This is an amazing piece of code and I'm delighted to have found it! I think it might be useful for an application I am working on. The goal is to solve the chemical master equation
$$
\frac{\mathrm{d} P}{\mathrm{d} t} =\mathbf{A} P
$$
where @@\mathbf{A}@@ is a matrix of connections and @@P@@ represents the vector of probabilities of being in each state. (See this Wikipedia page for more details on master equations.) I got the idea for solving the master equation using the tensor formalism from this paper and its companion paper.

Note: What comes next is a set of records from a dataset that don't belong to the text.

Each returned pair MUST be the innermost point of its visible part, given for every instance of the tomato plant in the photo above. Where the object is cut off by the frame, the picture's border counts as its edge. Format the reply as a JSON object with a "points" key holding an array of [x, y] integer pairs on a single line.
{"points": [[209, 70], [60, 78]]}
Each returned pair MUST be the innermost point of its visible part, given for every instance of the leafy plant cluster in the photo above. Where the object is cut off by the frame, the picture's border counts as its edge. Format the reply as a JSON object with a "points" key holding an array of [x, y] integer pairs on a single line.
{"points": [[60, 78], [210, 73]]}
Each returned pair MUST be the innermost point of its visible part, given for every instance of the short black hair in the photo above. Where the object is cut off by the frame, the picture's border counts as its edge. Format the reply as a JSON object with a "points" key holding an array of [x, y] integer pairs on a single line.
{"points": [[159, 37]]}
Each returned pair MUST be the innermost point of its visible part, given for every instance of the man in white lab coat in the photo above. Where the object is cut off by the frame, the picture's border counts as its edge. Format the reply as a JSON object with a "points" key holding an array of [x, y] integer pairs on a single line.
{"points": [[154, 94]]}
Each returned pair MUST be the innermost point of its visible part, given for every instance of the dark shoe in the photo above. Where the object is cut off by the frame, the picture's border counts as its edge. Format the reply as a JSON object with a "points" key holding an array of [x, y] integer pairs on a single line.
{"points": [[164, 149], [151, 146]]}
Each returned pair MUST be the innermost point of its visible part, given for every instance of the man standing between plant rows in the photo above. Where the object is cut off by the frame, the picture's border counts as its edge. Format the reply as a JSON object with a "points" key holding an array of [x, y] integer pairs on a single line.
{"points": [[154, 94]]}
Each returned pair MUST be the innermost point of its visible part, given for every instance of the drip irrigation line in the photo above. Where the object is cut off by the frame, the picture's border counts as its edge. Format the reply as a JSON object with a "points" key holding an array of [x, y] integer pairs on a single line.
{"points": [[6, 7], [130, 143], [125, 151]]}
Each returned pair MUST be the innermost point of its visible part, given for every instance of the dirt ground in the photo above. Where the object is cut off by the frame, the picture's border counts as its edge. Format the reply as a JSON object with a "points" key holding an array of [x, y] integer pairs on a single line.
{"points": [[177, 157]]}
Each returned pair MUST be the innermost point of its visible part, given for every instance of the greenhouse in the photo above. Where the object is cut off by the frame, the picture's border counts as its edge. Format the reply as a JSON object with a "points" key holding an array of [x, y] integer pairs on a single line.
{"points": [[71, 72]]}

Our system is similar in form to the CO oxidation model in the papers, but it has different chemical species and more complicated reactions.

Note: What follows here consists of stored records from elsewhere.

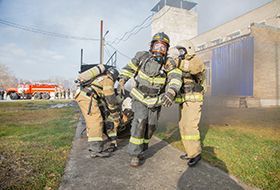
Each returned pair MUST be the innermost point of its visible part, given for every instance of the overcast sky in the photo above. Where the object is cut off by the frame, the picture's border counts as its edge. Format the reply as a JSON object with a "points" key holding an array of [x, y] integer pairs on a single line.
{"points": [[33, 56]]}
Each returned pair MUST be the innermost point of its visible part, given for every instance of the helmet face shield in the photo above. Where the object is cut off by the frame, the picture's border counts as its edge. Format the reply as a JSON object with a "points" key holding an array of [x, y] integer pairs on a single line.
{"points": [[159, 48]]}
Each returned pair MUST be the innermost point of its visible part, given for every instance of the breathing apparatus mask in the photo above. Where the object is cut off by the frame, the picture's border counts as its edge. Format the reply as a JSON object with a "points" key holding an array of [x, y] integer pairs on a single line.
{"points": [[159, 51]]}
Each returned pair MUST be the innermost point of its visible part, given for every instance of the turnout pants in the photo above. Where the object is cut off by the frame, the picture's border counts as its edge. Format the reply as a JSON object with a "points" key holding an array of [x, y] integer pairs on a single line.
{"points": [[190, 113], [94, 122], [143, 126]]}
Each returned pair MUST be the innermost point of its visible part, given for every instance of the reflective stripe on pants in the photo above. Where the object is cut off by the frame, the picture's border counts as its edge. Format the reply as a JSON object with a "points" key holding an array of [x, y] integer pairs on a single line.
{"points": [[190, 113], [143, 125], [94, 121]]}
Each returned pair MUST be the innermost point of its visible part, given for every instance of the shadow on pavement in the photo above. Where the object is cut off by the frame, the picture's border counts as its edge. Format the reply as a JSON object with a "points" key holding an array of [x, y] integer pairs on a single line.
{"points": [[154, 149], [203, 176]]}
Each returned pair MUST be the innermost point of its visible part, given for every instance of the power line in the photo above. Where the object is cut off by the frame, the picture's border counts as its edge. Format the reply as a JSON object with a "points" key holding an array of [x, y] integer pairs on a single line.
{"points": [[44, 32]]}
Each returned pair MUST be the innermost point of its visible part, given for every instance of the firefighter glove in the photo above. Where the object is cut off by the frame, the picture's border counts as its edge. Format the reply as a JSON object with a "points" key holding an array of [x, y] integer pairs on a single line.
{"points": [[167, 99], [120, 87]]}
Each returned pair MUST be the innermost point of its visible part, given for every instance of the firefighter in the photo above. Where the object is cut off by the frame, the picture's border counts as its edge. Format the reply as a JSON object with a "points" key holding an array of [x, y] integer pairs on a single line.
{"points": [[157, 81], [190, 99], [97, 89]]}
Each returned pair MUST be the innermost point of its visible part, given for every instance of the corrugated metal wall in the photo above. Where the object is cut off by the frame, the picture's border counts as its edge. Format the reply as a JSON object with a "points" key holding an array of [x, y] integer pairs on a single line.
{"points": [[232, 68]]}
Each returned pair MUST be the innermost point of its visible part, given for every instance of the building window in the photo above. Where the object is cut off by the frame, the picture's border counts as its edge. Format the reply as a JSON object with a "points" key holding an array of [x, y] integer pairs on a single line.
{"points": [[208, 73], [201, 47], [234, 35], [216, 42]]}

To model this, I think I can use ITensor by applying an MPO (which may act on more than two sites!) to an MPS repeatedly and, at each timestep, measure the properties we are interested in (say, total number of atoms/molecules of each type). I haven't seen an example of this being done in ITensor yet, but this Wikipedia page suggests that a reaction-diffusion system could be modeled as a time-evolving set of non-quantum states.
Has anyone done something like this in ITensor before? Are there any fundamental problems with using the library this way, particularly since this isn't exactly the canonical use case?
I also understand that toExpH
doesn't work for MPOs that operate on more than two sites -- which, sadly, mine probably does. Barring the obvious numerical instabilities, is there any reason why I couldn't do something like an explicit Euler integration instead of using the matrix exponential form to solve the above equation?